Qual é o plano? Bem, existem alguns esboços. O que mais me agrada é estudar economia. Corrigir uma dívida que ainda tenho do período Unicamp. O plano B é trabalhar, mas trabalhar com um foco menos culposo e mais doloso. Estou sentindo falta de proximidade e São José dos Campos só conhece distância!
Vacaciones
Dia 5 de maio saio de férias. Esta longe, eu sei. Mas o simples fato de saber que estarei de férias me tranqüilizou. A possibilidade de fazer planos, de sonhá-los, diminuiu a ansiedade. Afinal, os piscianos precisam sonhar, e eu resolvi sonhar um pouco com Lima. Estou morrendo de vontade de conhecer o Peru, de comer ceviche, de pisco sauer e conhecer o Oceano Pacífico. Engraçado que o ir sozinho que sempre foi uma bandeira minha, hoje é a maior dúvida. Queria tanto ir acompanhado!
quarta-feira, fevereiro 13, 2008
Aznavour
Nunca prestei muita atenção nessa música, mas um dia mais atento percebi que era sobre um travesti. Uma música de 1972 retratando a vida de um travesti, tem algumas passagens meio Sabrina, mas não deixa de ser fantático. Enfim, meu único problema é que quando ouço imagino o próprio Aznavour costurando à máquina enquanto a mãe dele dorme... imagem meio melancólica...

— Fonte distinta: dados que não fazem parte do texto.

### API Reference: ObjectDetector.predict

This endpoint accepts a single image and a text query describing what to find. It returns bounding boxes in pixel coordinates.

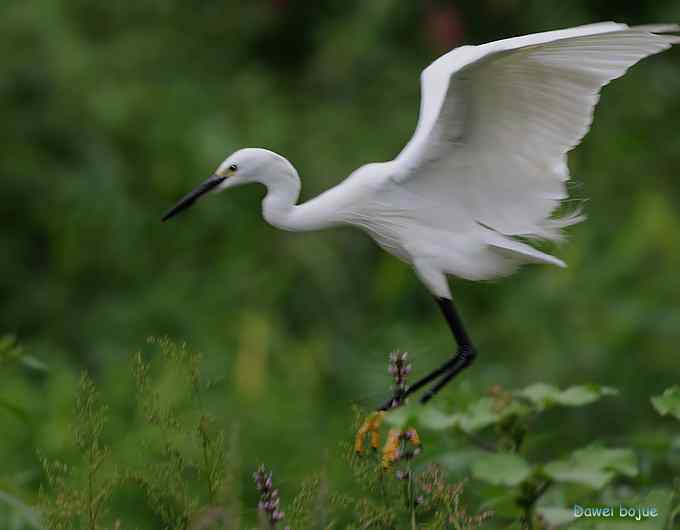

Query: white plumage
[166,22,680,298]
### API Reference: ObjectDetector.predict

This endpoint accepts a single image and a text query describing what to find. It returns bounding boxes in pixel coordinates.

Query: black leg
[378,298,476,410]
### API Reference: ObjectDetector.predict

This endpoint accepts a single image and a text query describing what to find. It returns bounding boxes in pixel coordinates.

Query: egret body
[163,22,680,406]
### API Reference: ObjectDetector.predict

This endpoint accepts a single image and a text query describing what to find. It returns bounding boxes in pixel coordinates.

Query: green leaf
[651,385,680,420]
[472,453,531,486]
[543,446,638,489]
[418,408,456,431]
[383,402,423,428]
[451,397,530,433]
[517,383,618,410]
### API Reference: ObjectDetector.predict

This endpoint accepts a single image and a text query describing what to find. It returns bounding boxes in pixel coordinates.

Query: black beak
[163,175,227,221]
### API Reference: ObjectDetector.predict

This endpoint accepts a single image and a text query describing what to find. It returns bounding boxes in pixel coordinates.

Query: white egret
[163,22,680,408]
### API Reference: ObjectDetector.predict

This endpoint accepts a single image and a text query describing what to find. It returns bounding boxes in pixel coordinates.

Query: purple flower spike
[253,465,290,530]
[387,351,411,409]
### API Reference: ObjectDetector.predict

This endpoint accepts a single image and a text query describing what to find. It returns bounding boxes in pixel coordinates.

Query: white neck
[262,174,336,232]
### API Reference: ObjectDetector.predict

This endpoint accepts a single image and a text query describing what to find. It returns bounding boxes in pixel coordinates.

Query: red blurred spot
[425,2,464,51]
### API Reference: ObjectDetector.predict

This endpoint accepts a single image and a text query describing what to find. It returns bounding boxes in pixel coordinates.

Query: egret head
[163,148,298,221]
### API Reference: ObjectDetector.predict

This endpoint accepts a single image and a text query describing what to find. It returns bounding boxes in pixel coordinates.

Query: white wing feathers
[394,22,680,241]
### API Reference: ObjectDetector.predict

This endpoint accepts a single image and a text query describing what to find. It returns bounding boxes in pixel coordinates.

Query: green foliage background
[0,0,680,528]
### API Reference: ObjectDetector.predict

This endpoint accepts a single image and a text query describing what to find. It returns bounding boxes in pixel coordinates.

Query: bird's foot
[377,388,408,412]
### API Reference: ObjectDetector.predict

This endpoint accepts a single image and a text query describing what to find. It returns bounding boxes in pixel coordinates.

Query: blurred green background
[0,0,680,525]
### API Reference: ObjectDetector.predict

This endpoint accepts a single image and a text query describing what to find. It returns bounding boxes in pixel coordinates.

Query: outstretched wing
[395,22,680,239]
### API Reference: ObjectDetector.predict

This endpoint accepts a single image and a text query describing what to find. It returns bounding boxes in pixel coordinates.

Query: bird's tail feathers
[526,206,586,243]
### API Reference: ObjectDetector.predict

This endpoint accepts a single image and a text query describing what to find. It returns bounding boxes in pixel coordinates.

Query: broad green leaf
[472,453,531,486]
[418,407,456,431]
[451,397,530,433]
[543,446,638,489]
[558,385,619,407]
[652,386,680,420]
[436,447,489,473]
[517,383,618,410]
[383,402,423,428]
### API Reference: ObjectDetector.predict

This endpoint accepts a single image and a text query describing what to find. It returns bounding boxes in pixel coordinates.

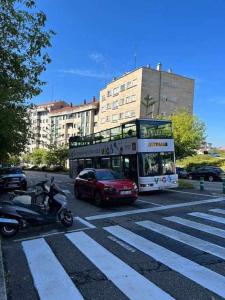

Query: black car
[188,166,225,182]
[0,168,27,190]
[176,167,188,178]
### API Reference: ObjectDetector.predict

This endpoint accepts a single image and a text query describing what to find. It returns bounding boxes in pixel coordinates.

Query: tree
[141,95,156,117]
[31,148,46,166]
[167,111,205,159]
[0,0,53,158]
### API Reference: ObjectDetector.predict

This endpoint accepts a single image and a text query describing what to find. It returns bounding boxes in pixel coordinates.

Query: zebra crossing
[6,208,225,300]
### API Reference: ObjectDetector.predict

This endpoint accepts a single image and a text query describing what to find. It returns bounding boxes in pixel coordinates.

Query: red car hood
[99,179,134,190]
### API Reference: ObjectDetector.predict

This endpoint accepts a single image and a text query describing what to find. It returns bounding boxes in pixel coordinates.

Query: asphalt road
[0,172,225,300]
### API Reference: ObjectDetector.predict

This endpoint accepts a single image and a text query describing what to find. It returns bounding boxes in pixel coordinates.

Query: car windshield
[0,168,22,175]
[96,170,125,180]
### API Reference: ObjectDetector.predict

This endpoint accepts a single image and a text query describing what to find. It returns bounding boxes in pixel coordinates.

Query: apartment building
[98,64,194,130]
[27,97,99,152]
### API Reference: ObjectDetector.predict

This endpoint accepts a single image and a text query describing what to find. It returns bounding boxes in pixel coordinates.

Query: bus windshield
[139,152,175,177]
[140,120,173,139]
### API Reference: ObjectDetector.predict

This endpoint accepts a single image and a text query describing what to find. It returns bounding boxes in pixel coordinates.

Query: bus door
[123,155,138,182]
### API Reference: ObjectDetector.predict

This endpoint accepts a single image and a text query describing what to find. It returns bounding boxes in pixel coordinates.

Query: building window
[113,87,119,96]
[112,115,118,122]
[119,98,124,105]
[120,84,125,92]
[112,100,118,109]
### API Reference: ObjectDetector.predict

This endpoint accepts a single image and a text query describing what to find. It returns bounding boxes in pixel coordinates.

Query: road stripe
[66,232,173,300]
[22,239,83,300]
[136,199,162,206]
[164,189,216,197]
[164,216,225,238]
[136,221,225,259]
[85,197,225,221]
[104,225,225,299]
[189,212,225,224]
[73,217,96,228]
[209,208,225,215]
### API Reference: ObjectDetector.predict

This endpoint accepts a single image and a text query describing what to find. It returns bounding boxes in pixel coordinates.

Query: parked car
[188,166,225,182]
[0,168,27,190]
[176,167,188,178]
[74,169,138,206]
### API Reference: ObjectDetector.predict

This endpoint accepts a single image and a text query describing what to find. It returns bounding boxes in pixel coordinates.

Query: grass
[178,179,194,189]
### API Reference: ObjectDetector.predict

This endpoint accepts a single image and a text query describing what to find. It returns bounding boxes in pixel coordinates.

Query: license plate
[120,191,131,195]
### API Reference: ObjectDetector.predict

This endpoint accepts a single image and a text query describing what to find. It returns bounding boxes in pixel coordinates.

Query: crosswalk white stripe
[136,221,225,259]
[104,225,225,297]
[209,208,225,215]
[189,212,225,224]
[164,216,225,238]
[66,232,174,300]
[22,239,83,300]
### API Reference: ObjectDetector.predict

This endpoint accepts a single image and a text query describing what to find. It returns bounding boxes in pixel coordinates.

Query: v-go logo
[154,176,172,184]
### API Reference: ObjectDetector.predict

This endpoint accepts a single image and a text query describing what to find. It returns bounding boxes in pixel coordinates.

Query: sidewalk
[0,238,7,300]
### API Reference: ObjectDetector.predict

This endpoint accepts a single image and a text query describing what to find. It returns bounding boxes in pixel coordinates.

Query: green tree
[141,95,156,117]
[0,0,53,158]
[31,148,47,166]
[167,111,205,159]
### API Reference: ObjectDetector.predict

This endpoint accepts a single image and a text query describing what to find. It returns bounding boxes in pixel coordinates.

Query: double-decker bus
[69,119,178,192]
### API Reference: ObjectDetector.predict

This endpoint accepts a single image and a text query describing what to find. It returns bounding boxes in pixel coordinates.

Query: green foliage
[30,148,47,165]
[0,0,53,158]
[167,111,205,159]
[176,154,225,171]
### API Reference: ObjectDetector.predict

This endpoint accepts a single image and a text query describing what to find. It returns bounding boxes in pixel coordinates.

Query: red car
[74,169,138,206]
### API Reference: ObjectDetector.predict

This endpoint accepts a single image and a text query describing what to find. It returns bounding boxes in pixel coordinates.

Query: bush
[176,155,225,171]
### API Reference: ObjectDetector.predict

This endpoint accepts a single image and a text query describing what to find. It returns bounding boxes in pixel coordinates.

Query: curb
[0,238,7,300]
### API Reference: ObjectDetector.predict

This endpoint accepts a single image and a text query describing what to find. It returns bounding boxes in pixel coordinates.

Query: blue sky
[33,0,225,146]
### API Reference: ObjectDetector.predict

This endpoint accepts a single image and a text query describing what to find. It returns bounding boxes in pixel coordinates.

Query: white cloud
[59,69,111,79]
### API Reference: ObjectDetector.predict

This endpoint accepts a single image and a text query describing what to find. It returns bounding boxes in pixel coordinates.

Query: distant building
[27,97,99,152]
[98,64,194,130]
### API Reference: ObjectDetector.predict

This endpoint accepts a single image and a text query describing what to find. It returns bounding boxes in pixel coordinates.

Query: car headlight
[104,186,116,194]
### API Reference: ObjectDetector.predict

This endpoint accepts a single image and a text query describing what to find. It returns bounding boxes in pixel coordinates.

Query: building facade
[99,64,194,130]
[27,97,99,152]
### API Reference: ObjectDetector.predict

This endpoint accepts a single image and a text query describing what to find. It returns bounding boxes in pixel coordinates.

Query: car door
[85,171,96,199]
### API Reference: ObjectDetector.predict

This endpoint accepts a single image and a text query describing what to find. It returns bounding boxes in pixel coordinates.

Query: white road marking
[64,232,174,300]
[22,239,84,300]
[165,189,216,197]
[136,221,225,259]
[13,227,91,242]
[163,216,225,238]
[209,208,225,215]
[189,212,225,224]
[73,217,96,228]
[85,197,225,221]
[104,225,225,299]
[136,199,162,206]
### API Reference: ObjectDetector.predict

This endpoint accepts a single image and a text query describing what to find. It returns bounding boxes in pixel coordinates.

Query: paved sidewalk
[0,238,7,300]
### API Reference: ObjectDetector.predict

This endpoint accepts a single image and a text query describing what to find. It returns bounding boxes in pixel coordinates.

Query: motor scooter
[0,178,73,237]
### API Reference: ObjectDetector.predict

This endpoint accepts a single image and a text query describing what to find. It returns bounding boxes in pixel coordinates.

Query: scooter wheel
[0,225,18,237]
[61,211,73,227]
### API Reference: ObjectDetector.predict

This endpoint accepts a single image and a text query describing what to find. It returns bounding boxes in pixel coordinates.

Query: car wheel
[74,186,81,200]
[94,191,103,206]
[208,175,214,182]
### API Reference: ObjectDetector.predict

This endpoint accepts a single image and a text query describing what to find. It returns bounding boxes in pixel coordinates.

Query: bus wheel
[94,192,103,206]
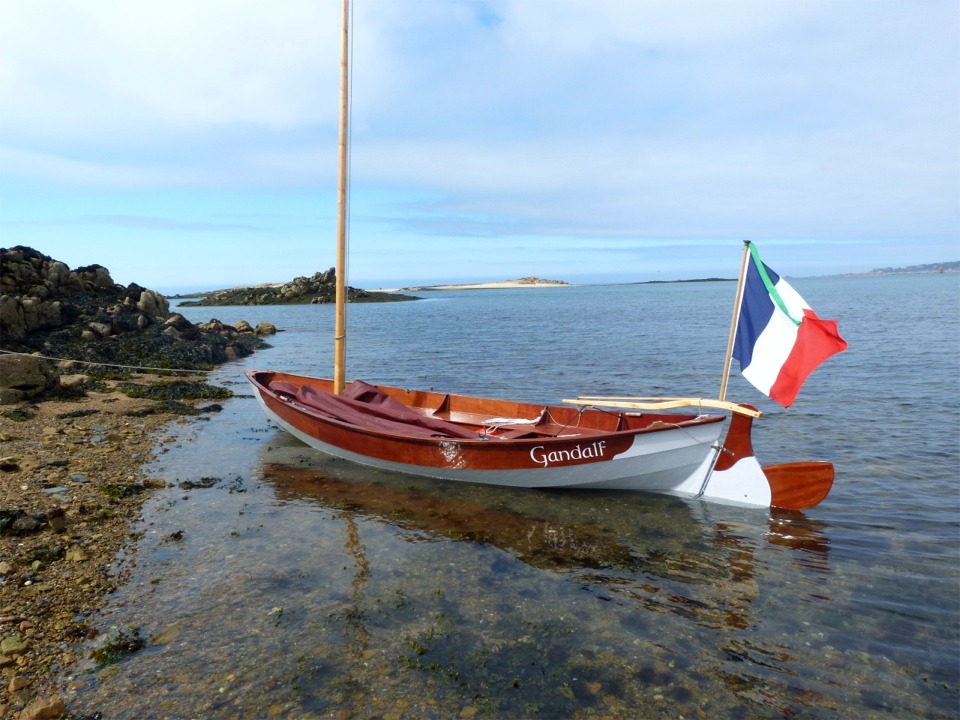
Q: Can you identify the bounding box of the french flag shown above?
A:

segunda-feira, fevereiro 11, 2008
Um tempo novo de mudanças vem surgindo III
Obama!
É fantástico acompanhar as eleições nos Estados Unidos. A complexidade do país, que todos esses bolivarianos tontinhos tentam esconder atrás de palavras de ordem, ressuscita a cada primária. Embora movida por uma grana colossal, todo o processo de primária não deixa de ser um rito democrático fantástico (ouvi dizer que as convenções eram até os anos 50 praticamente um encontro de gângster, mas mesmo assim). Aos poucos as candidaturas tomam corpo e quando começar a campanha, todo mundo já fez campanha!
Tenho a impressão que onda dos born again diminuiu. Acho que talvez o governo Bush foi o ápice desta influência. Quando vejo McCain, Clinton e Obama, dá a impressão que os norte-americanos estão com aquela sensação de exagerei. Será que não é uma nova onda que está surgindo? Assim como Reagan pôs abaixo a recessão, o derrrotismo, criando uma era de yuppies. Talvez o próximo presidente possa dar impulso a uma nova relação dos Estados Unidos com o mundo e com eles próprios.
Nesse ponto, se fosse norte-americano, estaria de bandeira na mão fazendo campanha para o Senador Barack Obama. A capacidade de mobilização dele é de dar inveja, gostaria de ver discursos, ouvi-lo falar. Pelo que se lê nos jornais, parece ser uma pessoa cativante. Acredito que consiga superar certas feridas como a questão do racismo, da mulher, unificando o país para o fim da guerra.
O mais bonito da campanha é como ela está crescendo, mobilizando, fazendo a pessoas saírem de casa. Estava pensando. Depois de Kennedy, os democratas só voltaram à Casa Branca por inércia, Johnson por causa de Kennedy, Carter para varrer o que sobrara do governo Nixon, Clinton, como um refluxo do governo Bush. Talvez dos três candidatos, Hilary, Obama e McCain, somente Hilary esteja enraizada no status quo, acho que se essa onda de mudança prevalecer, será a mais prejudicada. Se eu pudesse escolher, seria Obama.